January 15, 1997|By Rob Kasper
FISH TASTES BETTER when the weather turns colder. Maybe this happens because the flavor of the fish improves if it has been swimming in very cold waters. Or maybe it is because on a cold night, a sizzling platter of fish seems especially appealing to a chilly eater.
Regardless of whose cold flesh is responsible, that of the fish or that of the eater, a baked fish makes a pleasing winter supper.
A good fish supper begins, of course, earlier in the day with a trip to a fish market. Last Saturday, when the snow crunched under our feet and the air was so sharp it made our cheeks sting, my family and I piled in our station wagon and headed to the Lexington Market in downtown Baltimore. Our mission was twofold: to fetch a fish and to buy a warm lunch.
One of the benefits of living in the Baltimore area is that its indoor markets -- Lexington, Cross Street, Broadway, Hollins, Belair, Northeast and Lafayette -- are full of merchants selling both fresh seafood and hot carry-out dishes. For me this dual attraction of cold fish and hot lunch makes "going to market" an ideal way to while away part of a winter afternoon.
Our group had to make several stops in the market to satisfy our various appetites. A couple of us got the combination meat and bean burrito, with extra hot sauce, at Pancho's stand. Then there was a stop at Park's Fried Chicken stand for one order of wings and an order of thighs, both fried in bubbling oil. My wife was tempted by the chicken livers, a dish we will never let her fix at home, but ended up with a hot pastrami sandwich from the Mary Mervis counter, and a bag of potato chips from the Utz's counter.
The fish, a handsome 3-pound rockfish or striped bass, came from Faidley's Seafood. This was a wild, or "God-made" rockfish, as opposed to the farm-raised variety. Later while walking through the market, I noticed there were plenty of wild rockfish for sale at various fish stands in the market.
How people in Baltimore choose their fish merchant is a fascinating subject to me. Some seem to chose a merchant based on the price of the fish. Some seem to base the decision on the location of the fish stand, that is on how far they have to carry the fish home.
I hop around from city market to city market and make my fish purchases based on geographic loyalty. At the Lexington Market for instance, I buy fish from Bill Devine, the crusty proprietor of Faidley's, because he and I hail from that stronghold of seafood connoisseurs -- Kansas. I'm not sure if it is true that all the world's big seafood eaters grew up in the Midwest. But I do know that after years of eating frozen fish covered in batter, I moved out here and got a new understanding of why so many people are crammed into the East Coast cities. They want to be near the good fish markets.

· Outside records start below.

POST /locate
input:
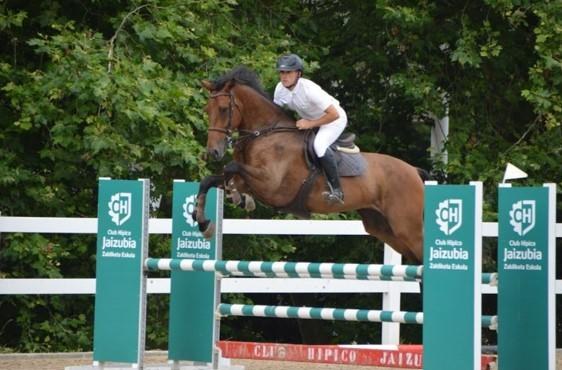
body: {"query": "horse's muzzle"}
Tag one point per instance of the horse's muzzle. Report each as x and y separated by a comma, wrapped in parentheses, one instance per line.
(215, 154)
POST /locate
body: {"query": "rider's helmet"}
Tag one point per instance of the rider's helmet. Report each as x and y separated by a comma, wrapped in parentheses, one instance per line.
(290, 62)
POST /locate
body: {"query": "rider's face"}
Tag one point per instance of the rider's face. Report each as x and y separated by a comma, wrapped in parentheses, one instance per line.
(288, 78)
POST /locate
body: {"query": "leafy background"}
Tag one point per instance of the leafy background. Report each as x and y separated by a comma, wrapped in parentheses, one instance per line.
(92, 88)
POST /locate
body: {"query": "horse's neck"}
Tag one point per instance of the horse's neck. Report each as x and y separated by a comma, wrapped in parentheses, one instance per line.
(259, 112)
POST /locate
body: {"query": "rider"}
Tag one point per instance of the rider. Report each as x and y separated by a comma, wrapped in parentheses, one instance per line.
(316, 108)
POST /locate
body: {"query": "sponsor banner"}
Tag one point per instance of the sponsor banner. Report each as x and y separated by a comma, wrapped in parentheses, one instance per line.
(452, 276)
(189, 316)
(526, 296)
(403, 357)
(122, 246)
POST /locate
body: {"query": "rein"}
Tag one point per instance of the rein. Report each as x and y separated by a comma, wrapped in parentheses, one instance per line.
(246, 135)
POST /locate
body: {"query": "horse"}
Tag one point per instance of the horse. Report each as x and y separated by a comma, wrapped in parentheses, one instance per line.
(269, 164)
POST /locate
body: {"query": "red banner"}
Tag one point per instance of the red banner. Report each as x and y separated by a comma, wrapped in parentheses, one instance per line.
(404, 357)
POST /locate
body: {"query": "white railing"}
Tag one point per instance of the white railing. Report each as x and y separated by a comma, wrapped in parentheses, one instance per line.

We brought the rockfish home from the market and cooked it that night using a recipe that is one of our favorites, Pesce ai ferri alla moda dell'Adriatico . Loosely translated that means fish broiled the Adriatic way. It comes from Marcella Hazan's 1978 book, "The Classic Italian Cookbook." Mrs. Hazan hails from Italy, near Bologna. Even though she missed growing up in the Midwest, or buying seafood in Baltimore, she too is a major fan of fresh fish.
When cooking fish, she advocates using fresh ingredients, and a very hot fire.
Over the years, we must have made her "pesce ai ferri alla moda dell'Adriatico" about two dozen times.
But it never came out better than it did the other night. Why the same recipe tastes better one time than another is a question cooks often debate. But in this case the answer was clear. The fish tasted better because the weather was colder.
Fish broiled the Adriatic way
Serves 4
3 pound fish, whole with head on
2 teaspoons salt
1/4 cup olive oil
2 tablespoons lemon juice
6 tablespoons fine, dry, unflavored bread crumbs
Have whole fish cleaned, and scaled. Wash it in cold water, and dry thoroughly on paper towels.
Salt fish on both sides, put it on platter, add the olive oil and lemon juice. Turn fish two or three times, coating it well. Add the bread crumbs, turning fish to coat both sides. Marinate for 1 to 2 hours at room temperature.
Heat oven broiler to maximum at least 15 minutes before cooking.
Put fish in oven-proof dish and place 4 or 5 inches away from the source of the heat. Broil on both sides until done. (Cooking times vary greatly, but a 3-pound striped bass should be done in about 20-25 minutes. The flesh should come away easily from the bone and show no traces of raw, pink color.) Baste the fish occasionally with lemon juice and olive oil while it broils. Serving piping hot.
(From "The Classic Italian Cookbook" by Marcella Hazan, Knopf, 1978.)